Abfälle sind Wertstoffe, die einer Wiederverwertung zugeführt werden sollen. So lautet einer der Grundsätze des Kreislaufwirtschaftsgesetzes. Derzeit werden Wertstoffe in Form von Verpackungsmüll mit Grünem Punkt hauptsächlich in den meist ungeliebten Gelben Säcken gesammelt. Für die CDU-Fraktion im Kreis hat dieser dünne Kunststoffbeutel aus vielerlei Gründen ausgedient. Zunächst hat sich die Qualität der Gelben Säcke deutlich verschlechtert. „Die „Verpackung der Verpackungen“ ist dünner geworden, reißt oft und lässt sich dadurch häufig nicht mehr ordnungsgemäß befüllen“, erklärt der CDU-Fraktionsvorsitzende André Stolz, „stehen die gelben Säcke dann schließlich auf dem Bürgersteg, reicht es, wenn der Wind einmal kräftig bläst, um den Unrat über die gesamte Straße zu verteilen“.

Deshalb hat die CDU-Fraktion bereits Ende 2014 die Wertstofftonne gefordert und hierzu einen Antrag gestellt, die finanziellen Mittel für eine Wertstofftonne im Haushaltsjahr 2015 des Eigenbetriebes Abfallwirtschaft bereit zu stellen.

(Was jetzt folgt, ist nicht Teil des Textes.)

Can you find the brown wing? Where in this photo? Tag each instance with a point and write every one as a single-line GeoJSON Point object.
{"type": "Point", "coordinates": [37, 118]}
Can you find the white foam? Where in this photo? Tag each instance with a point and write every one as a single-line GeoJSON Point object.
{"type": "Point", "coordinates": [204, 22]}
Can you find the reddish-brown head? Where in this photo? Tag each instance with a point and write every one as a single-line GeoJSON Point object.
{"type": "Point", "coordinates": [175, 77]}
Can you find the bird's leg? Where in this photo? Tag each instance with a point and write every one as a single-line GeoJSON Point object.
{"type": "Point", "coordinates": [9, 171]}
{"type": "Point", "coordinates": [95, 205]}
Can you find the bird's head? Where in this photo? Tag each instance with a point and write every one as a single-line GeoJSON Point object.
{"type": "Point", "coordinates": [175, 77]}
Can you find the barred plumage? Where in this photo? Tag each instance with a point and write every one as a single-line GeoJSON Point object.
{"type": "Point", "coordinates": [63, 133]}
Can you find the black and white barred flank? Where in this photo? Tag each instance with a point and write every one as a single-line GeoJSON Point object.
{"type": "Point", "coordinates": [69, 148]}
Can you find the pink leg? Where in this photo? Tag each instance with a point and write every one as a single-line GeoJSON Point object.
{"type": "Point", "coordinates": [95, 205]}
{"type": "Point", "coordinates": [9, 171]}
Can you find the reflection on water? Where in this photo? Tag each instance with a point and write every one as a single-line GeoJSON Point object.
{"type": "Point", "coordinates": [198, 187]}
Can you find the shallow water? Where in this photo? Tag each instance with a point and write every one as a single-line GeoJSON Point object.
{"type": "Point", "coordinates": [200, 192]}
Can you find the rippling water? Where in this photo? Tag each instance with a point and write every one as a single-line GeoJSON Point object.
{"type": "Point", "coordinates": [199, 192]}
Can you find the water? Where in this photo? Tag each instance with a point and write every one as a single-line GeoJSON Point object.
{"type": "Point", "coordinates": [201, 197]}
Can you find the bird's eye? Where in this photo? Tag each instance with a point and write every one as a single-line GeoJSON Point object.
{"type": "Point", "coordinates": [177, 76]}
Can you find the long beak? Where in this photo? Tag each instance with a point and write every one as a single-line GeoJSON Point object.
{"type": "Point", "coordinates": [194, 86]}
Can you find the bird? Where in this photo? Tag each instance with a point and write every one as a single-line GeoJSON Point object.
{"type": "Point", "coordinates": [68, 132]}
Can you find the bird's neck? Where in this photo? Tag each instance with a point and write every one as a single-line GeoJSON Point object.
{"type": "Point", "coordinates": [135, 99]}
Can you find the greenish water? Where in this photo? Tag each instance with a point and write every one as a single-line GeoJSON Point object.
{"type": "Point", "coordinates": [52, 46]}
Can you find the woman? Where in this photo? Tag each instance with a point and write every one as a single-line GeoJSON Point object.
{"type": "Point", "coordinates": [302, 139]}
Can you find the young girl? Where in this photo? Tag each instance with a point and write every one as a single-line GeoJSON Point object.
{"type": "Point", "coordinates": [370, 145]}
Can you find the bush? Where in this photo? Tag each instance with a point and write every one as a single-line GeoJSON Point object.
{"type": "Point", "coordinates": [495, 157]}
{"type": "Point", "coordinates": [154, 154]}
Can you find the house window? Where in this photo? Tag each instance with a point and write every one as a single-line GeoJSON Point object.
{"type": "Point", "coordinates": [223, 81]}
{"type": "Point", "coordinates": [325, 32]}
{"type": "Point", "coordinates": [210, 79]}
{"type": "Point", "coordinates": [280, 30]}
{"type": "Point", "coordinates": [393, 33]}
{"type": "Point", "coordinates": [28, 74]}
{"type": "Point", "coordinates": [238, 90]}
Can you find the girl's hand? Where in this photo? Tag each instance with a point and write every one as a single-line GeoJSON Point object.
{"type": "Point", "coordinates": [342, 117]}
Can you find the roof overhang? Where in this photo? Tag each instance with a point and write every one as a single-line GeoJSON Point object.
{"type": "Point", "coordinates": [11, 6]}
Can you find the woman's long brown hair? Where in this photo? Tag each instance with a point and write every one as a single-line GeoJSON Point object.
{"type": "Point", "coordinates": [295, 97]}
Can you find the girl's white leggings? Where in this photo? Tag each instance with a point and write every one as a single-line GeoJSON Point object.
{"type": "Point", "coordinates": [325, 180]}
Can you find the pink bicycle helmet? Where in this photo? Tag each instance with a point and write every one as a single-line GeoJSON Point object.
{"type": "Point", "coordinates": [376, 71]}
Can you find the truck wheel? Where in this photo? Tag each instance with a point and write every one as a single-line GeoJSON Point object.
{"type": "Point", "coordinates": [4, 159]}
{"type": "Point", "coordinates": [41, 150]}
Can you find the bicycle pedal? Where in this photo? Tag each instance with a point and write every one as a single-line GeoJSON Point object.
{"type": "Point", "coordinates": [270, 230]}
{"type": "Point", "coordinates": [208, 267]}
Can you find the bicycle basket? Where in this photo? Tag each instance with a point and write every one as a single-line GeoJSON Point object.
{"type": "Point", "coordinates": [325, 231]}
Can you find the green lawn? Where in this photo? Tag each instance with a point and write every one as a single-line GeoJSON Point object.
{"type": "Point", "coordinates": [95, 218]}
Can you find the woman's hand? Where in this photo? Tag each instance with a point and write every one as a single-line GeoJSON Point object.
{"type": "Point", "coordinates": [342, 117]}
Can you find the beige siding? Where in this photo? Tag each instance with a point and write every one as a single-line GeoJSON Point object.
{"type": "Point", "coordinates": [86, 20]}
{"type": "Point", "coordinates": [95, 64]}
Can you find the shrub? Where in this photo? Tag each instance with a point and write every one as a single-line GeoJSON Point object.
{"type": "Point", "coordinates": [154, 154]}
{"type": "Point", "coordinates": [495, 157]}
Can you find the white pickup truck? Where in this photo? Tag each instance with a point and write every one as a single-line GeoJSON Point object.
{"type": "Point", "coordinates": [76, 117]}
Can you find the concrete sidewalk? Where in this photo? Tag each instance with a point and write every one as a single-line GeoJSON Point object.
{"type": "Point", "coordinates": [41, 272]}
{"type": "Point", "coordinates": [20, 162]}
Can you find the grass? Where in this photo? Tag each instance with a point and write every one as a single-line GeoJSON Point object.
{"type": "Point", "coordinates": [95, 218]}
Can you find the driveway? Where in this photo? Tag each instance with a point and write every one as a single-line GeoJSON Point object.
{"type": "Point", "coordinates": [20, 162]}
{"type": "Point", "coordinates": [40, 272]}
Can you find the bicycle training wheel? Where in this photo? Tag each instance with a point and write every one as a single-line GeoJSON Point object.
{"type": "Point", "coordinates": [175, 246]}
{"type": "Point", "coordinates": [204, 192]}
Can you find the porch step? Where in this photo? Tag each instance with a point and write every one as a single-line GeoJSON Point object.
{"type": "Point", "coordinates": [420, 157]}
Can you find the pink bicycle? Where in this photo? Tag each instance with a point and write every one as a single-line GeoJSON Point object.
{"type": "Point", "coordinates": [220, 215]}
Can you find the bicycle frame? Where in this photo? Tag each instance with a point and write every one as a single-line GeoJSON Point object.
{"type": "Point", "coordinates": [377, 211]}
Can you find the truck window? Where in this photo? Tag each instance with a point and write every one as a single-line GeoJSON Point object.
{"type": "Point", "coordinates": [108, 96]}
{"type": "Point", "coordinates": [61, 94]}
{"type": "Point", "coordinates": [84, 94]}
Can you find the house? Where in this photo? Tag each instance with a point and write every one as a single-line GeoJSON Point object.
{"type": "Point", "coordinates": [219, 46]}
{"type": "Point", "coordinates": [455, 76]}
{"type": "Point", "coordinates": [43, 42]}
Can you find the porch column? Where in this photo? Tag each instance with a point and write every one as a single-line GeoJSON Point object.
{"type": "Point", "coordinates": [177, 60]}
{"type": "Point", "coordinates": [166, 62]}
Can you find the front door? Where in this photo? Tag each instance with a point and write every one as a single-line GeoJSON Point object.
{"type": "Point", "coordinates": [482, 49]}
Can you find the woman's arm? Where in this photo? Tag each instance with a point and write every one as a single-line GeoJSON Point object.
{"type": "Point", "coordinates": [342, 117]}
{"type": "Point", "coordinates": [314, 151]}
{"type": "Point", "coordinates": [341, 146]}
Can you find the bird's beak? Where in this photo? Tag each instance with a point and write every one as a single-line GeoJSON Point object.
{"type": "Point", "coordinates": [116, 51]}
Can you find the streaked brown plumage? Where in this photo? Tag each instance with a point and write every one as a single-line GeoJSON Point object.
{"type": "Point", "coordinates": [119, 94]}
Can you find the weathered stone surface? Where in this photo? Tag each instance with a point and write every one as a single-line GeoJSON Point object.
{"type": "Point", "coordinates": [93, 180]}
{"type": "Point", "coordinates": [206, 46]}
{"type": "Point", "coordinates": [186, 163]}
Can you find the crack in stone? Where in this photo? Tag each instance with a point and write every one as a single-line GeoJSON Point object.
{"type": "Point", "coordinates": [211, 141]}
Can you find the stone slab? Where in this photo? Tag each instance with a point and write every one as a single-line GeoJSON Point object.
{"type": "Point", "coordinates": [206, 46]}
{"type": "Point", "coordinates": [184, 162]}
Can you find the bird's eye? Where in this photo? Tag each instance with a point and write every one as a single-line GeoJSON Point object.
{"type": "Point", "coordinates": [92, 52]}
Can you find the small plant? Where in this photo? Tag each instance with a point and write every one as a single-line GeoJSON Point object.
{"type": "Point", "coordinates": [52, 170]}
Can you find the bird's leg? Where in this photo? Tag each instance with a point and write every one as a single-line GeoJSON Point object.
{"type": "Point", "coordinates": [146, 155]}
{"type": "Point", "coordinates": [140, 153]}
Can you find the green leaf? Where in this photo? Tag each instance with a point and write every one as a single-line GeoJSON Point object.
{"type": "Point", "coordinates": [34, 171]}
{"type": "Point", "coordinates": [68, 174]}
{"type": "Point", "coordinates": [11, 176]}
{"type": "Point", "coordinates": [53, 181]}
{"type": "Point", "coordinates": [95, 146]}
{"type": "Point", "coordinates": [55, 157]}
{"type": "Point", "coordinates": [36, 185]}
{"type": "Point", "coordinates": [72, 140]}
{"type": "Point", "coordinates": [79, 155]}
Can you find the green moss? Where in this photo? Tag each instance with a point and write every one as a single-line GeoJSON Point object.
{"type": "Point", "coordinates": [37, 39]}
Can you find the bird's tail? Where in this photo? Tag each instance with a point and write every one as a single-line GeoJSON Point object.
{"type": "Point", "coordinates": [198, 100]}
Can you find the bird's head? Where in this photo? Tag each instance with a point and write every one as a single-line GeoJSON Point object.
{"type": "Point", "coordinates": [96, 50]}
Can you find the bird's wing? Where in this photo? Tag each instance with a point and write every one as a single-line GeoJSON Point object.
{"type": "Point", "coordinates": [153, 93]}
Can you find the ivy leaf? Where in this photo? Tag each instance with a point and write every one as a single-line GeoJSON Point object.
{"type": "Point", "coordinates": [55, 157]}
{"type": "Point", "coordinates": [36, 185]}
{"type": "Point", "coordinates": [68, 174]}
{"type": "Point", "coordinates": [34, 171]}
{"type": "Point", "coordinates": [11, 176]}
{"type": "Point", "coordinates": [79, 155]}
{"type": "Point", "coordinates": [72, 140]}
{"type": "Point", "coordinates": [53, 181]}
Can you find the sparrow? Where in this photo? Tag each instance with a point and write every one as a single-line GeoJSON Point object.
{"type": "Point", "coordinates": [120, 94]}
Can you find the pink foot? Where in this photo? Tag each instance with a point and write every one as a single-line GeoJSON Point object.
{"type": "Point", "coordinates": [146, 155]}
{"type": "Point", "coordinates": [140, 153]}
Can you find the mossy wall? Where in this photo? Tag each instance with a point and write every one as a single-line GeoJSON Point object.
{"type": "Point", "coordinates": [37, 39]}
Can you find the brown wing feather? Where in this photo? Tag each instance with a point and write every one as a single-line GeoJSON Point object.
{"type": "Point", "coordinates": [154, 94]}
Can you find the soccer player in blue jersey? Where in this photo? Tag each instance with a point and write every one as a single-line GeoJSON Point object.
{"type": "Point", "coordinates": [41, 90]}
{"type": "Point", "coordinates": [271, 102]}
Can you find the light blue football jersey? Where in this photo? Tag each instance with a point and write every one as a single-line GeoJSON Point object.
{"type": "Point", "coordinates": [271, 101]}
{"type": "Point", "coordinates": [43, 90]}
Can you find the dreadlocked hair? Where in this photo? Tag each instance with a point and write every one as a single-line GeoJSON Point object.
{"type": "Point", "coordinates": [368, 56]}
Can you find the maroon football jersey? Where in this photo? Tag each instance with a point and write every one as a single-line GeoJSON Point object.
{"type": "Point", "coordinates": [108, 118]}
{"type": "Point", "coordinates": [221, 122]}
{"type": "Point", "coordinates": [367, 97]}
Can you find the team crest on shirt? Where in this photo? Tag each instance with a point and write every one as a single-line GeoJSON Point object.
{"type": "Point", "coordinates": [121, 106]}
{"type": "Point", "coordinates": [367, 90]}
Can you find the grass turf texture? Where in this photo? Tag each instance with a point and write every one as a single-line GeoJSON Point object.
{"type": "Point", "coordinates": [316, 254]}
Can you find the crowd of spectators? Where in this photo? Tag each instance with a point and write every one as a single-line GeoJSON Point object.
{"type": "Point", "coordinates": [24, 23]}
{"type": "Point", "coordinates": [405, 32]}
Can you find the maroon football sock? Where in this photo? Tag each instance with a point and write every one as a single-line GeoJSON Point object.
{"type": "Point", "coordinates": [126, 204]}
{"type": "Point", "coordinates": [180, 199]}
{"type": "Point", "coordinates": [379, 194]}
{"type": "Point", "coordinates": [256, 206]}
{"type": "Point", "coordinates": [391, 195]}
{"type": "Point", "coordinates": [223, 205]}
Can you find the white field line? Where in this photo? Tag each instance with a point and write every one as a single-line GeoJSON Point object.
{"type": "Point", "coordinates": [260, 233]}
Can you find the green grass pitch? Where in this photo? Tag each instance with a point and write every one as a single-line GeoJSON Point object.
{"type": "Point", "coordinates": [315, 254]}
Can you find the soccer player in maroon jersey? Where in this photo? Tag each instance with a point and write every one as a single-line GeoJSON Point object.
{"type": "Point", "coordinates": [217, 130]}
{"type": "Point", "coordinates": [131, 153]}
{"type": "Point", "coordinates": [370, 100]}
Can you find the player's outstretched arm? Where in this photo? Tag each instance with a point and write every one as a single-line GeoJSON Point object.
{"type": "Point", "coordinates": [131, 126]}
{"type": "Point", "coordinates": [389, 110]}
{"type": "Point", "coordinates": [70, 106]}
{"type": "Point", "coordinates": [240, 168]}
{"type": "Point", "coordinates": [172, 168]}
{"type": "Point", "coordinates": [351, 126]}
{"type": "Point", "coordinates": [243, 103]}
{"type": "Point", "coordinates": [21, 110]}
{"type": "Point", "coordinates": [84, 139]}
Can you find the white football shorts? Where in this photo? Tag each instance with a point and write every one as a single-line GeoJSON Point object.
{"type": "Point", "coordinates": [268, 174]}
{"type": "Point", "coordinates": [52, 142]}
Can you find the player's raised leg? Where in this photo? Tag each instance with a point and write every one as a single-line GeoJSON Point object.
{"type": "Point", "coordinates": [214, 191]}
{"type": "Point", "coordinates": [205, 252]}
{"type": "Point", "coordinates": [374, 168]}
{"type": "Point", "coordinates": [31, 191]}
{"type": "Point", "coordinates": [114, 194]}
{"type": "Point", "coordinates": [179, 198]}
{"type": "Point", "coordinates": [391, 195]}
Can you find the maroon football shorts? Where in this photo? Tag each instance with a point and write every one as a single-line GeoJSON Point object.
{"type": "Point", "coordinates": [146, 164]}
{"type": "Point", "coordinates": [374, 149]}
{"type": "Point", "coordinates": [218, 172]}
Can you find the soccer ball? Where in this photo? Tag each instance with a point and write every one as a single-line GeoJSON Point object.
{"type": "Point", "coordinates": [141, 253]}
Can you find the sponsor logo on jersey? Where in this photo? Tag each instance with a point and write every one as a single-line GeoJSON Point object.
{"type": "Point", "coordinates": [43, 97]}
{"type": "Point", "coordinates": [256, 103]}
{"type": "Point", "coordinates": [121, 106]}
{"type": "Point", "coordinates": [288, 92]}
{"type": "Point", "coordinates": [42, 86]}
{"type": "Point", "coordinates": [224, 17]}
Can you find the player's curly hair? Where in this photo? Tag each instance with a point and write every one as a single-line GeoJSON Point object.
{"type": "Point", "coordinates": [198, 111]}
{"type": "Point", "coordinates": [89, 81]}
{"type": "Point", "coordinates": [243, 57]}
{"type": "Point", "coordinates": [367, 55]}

Wir begrüßen nun grundsätzlich den Vorschlag der Firma Remondis auch Gelbe Tonnen auf freiwilliger Basis zur Verfügung zu stellen. Das dafür laut Landrat Albers notwendig werdende Mietentgelt von den Bürgerinnen und Bürger ist jedoch absolut nicht notwendig. In Anbetracht der millionenschweren Gebührenrücklage (6,4 Mio. €) des Eigenbetriebes kann und sollte die Finanzierung der Gelben Tonne über den Eigenbetrieb Abfallwirtschaft ohne weiteres Entgelt erfolgen.

Um den Entsorgungswünschen der Bevölkerung im Rheingau-Taunus-Kreis gerecht zu werden, ist die Gelbe Tonne eine sinnvolle und bürgerfreundliche Alternative zum Gelben Sack.